As the J. Armand Bombardier Theatre was being prepared for the 40th panel discussion in the City Talks series, now completing its 10th season, I spoke with Suzanne Sauvage, President and Chief Executive Officer of the McCord Museum, and Dinu Bumbaru, Director of Policy at Heritage Montreal and moderator of City Talks, who were comfortably ensconced in the armchairs that would accommodate the evening’s guest speakers in just a few hours.
TEN YEARS AGO, HOW DID THE IDEA OF ORGANIZING CITY TALKS COME ABOUT?
Suzanne: I believe the Museum originally came up with the idea, right?
Dinu: You were the one who thought of it, Suzanne.
Suzanne: I had just arrived at the Museum and wanted to forge new partnerships with organizations in the city; the most natural partner was Heritage Montreal. I had always admired Heritage Montreal and since the Museum’s mission includes protecting the heritage of Montreal, I thought it would be interesting to do something together. We immediately thought of organizing a lecture series about the city, heritage and architecture.
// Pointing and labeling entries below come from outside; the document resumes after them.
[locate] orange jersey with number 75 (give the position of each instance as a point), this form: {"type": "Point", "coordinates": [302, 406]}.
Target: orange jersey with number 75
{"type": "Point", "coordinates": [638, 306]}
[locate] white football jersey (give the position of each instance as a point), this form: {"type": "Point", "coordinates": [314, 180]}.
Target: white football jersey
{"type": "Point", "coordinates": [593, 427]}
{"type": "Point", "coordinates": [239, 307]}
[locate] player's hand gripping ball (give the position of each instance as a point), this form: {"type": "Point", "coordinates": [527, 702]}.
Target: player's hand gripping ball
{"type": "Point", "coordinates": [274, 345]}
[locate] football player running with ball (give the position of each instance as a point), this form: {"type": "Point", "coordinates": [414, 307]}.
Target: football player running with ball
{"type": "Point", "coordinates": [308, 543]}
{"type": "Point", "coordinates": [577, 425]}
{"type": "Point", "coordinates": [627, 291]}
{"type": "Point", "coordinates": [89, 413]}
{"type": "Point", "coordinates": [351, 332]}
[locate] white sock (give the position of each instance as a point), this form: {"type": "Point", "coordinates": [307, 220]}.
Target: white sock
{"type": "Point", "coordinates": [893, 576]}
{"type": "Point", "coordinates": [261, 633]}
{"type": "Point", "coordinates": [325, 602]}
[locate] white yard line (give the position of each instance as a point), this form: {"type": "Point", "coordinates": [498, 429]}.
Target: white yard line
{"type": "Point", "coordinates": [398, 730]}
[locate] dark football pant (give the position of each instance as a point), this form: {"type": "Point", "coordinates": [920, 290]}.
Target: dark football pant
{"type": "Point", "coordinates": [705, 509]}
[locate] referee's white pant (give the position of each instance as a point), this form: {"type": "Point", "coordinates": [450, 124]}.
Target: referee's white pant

Dinu: Right. Besides, we were already friends before City Talks. In fact, the shared mission of the McCord Museum and Heritage Montreal means there are quasi-familial ties between the two organizations. It was only natural for Heritage Montreal to work with the Museum.
DID YOU KNOW IT WOULD LAST 10 YEARS?
Suzanne: Did I say to myself at the outset that it would last 10 years? Definitely not! I imagined it would last as long as it should last—perhaps several years at most. But it proved so popular that we couldn’t stop.
Dinu: Not to mention there are still so many subjects to cover!
Suzanne: It’s actually quite amazing to see all the themes that emerge each year. One might think that we would’ve exhausted the subject after 10 years, but that isn’t the case at all. There’s still so much to say.
Dinu: One of the strengths of the City Talks series is that the discussions don’t have to be inspired by current events. The themes always relate to the various aspects of what makes a city.
Suzanne: And many of the themes and issues we’ve looked at over the years have never been resolved and remain timely to this day.
Dinu: And there are still many themes we’ve never addressed that merit exploration. For example, the perspective of various communities on heritage. This evening we’ll be discussing Chinatown, and we recently hosted a very successful Talk about the Indigenous aspects of Montreal. However, these themes were not even on the radar when City Talks began.
HOW HAS THE CITY TALKS SERIES EVOLVED OVER THE YEARS?
Dinu: In the beginning, paradoxically, the City Talks were less discussion and more presentation. Originally, two guests would each speak for twenty minutes or so, establishing a lecturer/audience relationship with the public. Now, guests give shorter presentations followed by discussion and interaction with those in attendance.
Suzanne: We want to make sure the discussions are meaningful because we want people to question and perhaps even contradict each other. We also have a more diverse slate of guest speakers. For example, we now invite journalists and sometimes elected officials to take part. However, and this has been true since the very beginning of City Talks, our guests are always very involved in the community and in their field.
WHAT AFFECT HAS THE CITY TALKS SERIES HAD ON MONTREAL IN THE PAST DECADE?
Dinu: Most of the City Talks are available online, constituting a rather significant library of information. We haven’t tried to publish proceedings from our events, like in academia, but, as Suzanne was saying, our discussions have resonated in society. Perhaps things that are said here have led elected officials and professionals to change their approach or try something new.
Suzanne: People often tell me that the series has made them reflect on and change their viewpoints vis-à-vis a theme that affects them professionally. That’s the real legacy of City Talks, in addition to everything one can find online.
WHO IS THE AUDIENCE FOR CITY TALKS?
Suzanne: I think the series is aimed primarily at the friends of Heritage Montreal, who are passionate about Montreal’s heritage, but it also attracts students, who are always present in great numbers, along with many influential figures from the worlds of architecture, urban planning and heritage. That being said, the audience also always includes members of the general public who are interested in a specific issue and attend an edition of City Talks to learn more about a subject of particular importance to them.
Dinu: Last January’s Talk about densifying Montreal is a good example. This theme interests people who want to know how densification could impact their neighbourhood, urban planners and professionals from the City of Montreal, and developers and investors because it’s an economic development model. Approximately 500 people joined us online for that particular Talk. I believe that City Talks also attract a broad public because they always deal with themes that reflect Montreal realities.
Suzanne: We have a loyal audience that joins us regularly, but we also have an impact on people who are not in attendance. We actually receive feedback about City Talks from people in all sorts of fields, like those who work for the City of Montreal, people in architecture, and students. Our public is much broader than the one hundred or so guests who come to the theatre for each Talk.
WHAT DOES THE FUTURE HOLD FOR CITY TALKS?
Suzanne: The format might evolve, but the number of possible themes is endless.
Dinu: There’s also growing interest in everything that has to do with architecture, urban planning and heritage. The ever-increasing importance of social acceptability means urban heritage issues are receiving a lot of attention. And highlighting Montreal’s heritage is the mission of both the Museum and Heritage Montreal.
Suzanne: Why not continue for another 10 years? Dinu and I will both still be there!